今回の実証実験では、施設管理の最適化と利用者の快適性向上の検証を目的に、IoT環境の構築におけるLPWAのZETAとLoRaWAN(低消費電力の広域ネットワークプロトコル)を利用した用途に応じた施設の最適化の検証及び、収集したデータを富山市センサーネットワークのIoTプラットフォームである「FIWARE(ファイウェア)」(FI(Future Internet)WARE、次世代インターネット基盤ソフトウェア)に集約し分析して可視化の2点を実施した。
なお富山市センサーネットワークは、ICTを利用して都市機能やサービスを効率化・高度化するスマートシティの実現に向けて、同市が構築した基盤。

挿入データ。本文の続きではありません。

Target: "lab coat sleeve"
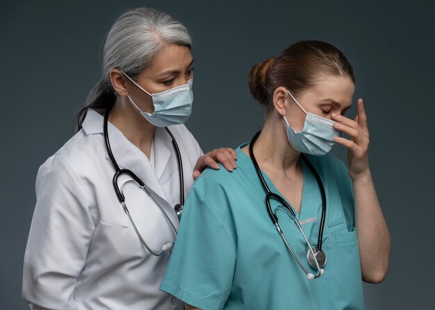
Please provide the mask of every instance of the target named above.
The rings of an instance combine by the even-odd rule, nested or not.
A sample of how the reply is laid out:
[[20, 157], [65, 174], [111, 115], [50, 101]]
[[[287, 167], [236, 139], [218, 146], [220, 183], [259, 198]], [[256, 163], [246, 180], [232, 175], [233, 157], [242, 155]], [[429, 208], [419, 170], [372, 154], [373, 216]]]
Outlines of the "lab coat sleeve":
[[233, 283], [236, 242], [215, 206], [197, 187], [188, 196], [160, 289], [199, 309], [221, 309]]
[[23, 270], [23, 298], [33, 309], [75, 309], [76, 279], [95, 230], [82, 180], [65, 159], [41, 166]]

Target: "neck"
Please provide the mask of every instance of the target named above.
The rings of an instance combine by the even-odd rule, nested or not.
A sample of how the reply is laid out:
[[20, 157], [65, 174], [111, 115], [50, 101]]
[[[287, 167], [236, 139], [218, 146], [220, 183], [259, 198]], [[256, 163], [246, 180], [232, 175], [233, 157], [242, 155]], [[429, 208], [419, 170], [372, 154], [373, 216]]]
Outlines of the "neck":
[[274, 112], [268, 117], [255, 145], [254, 153], [263, 169], [297, 169], [300, 153], [288, 142], [282, 116]]
[[141, 115], [126, 96], [116, 98], [108, 120], [149, 158], [156, 126]]

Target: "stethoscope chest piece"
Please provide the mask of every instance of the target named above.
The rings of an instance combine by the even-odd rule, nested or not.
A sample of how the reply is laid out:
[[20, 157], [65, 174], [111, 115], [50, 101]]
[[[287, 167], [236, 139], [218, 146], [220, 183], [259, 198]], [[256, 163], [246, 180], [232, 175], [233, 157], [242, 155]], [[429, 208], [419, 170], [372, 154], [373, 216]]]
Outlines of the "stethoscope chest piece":
[[319, 264], [319, 267], [323, 268], [326, 264], [327, 257], [325, 252], [320, 250], [320, 251], [317, 249], [317, 246], [313, 246], [311, 248], [313, 249], [313, 252], [314, 252], [314, 256], [315, 258], [313, 257], [311, 254], [311, 251], [309, 250], [308, 253], [306, 254], [306, 259], [308, 260], [308, 264], [313, 268], [317, 268], [317, 265], [315, 264], [315, 261]]
[[177, 203], [174, 206], [174, 210], [175, 211], [175, 213], [177, 213], [178, 218], [180, 218], [181, 217], [181, 213], [183, 213], [183, 206], [181, 204]]

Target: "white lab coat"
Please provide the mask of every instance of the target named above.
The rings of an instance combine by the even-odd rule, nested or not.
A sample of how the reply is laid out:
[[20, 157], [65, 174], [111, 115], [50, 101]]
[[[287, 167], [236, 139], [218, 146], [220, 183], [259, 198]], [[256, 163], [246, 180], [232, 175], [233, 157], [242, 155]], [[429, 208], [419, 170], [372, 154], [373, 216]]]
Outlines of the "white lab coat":
[[[183, 125], [171, 126], [183, 161], [185, 193], [202, 152]], [[172, 139], [156, 128], [151, 160], [109, 123], [113, 155], [145, 183], [178, 229], [179, 168]], [[154, 168], [153, 168], [154, 166]], [[33, 309], [182, 309], [158, 290], [169, 253], [156, 257], [142, 245], [120, 204], [115, 169], [103, 136], [103, 117], [89, 110], [83, 128], [41, 166], [23, 272], [23, 297]], [[174, 232], [155, 204], [123, 177], [126, 203], [156, 251]]]

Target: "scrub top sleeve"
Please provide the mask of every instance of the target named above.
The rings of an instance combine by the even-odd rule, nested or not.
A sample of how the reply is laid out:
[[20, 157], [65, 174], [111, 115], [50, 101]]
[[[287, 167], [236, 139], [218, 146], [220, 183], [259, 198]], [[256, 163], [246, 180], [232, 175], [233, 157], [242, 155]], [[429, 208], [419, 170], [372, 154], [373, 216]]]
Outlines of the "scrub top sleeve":
[[355, 209], [354, 201], [354, 187], [349, 175], [349, 169], [340, 160], [336, 159], [336, 166], [338, 171], [340, 196], [342, 199], [343, 211], [346, 216], [349, 229], [352, 230], [355, 227]]
[[216, 207], [196, 185], [188, 196], [160, 289], [202, 309], [221, 309], [233, 283], [236, 242]]
[[82, 180], [55, 155], [38, 171], [24, 255], [23, 298], [34, 309], [76, 309], [73, 291], [95, 230]]

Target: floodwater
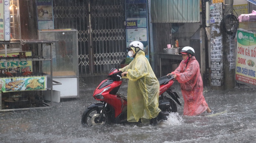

実験では、施設に設置したLPWAのZETAとLoRaWANの通信環境で、IoTデバイスによる温湿度や照明などの環境データや利用状況、人流データを収集して、富山市センサーネットワークのFIWAREに集約したとのこと。
温湿度センサー・人感センサー・照度センサーを50個、博物館での人流調査にはビーコン25個を利用して1日100グループの来館者の協力を受け、可視化を実施したという。
科学博物館では2019年12月10日から12月28日にかけて、館内温度・湿度及び人の移動の可視化を実施。図書館本館では1月8日から1月31日にかけて、閲覧室利用状況、書庫の温度・湿度、開架図書エリアの利用状況それぞれの可視化を実施した。
実証実験により、複数種類のLPWAからのデータを可視化したことで、施設管理に利用できる多様な情報を入手できることがわかったという。
具体的な利用方法として、同社は以下の4点を挙げる。
・施設の温湿度データから、どの場所の空調管理が必要かわかり、施設の環境改善を図ること。
・施設の利用状況により、来館者が興味のある展示物や図書の種類を特定することで展示物などの充実を図ること。
・館内アナウンスによる来館者の移動情報を分析することで、アナウンスの有効性や効果的な情報がどういったものなのかの検討。
・閲覧室の利用状況から、利用者への有益な情報の提供。
同社は、センサーデータから収集した情報が多くの課題解決に利用できると考えており、今後は定常的、季節ごと、イベントごとなどの計測や、センサー以外の情報との組み合わせによる分析などを行い、富山市や他の自治体に提案を行っていくとしている。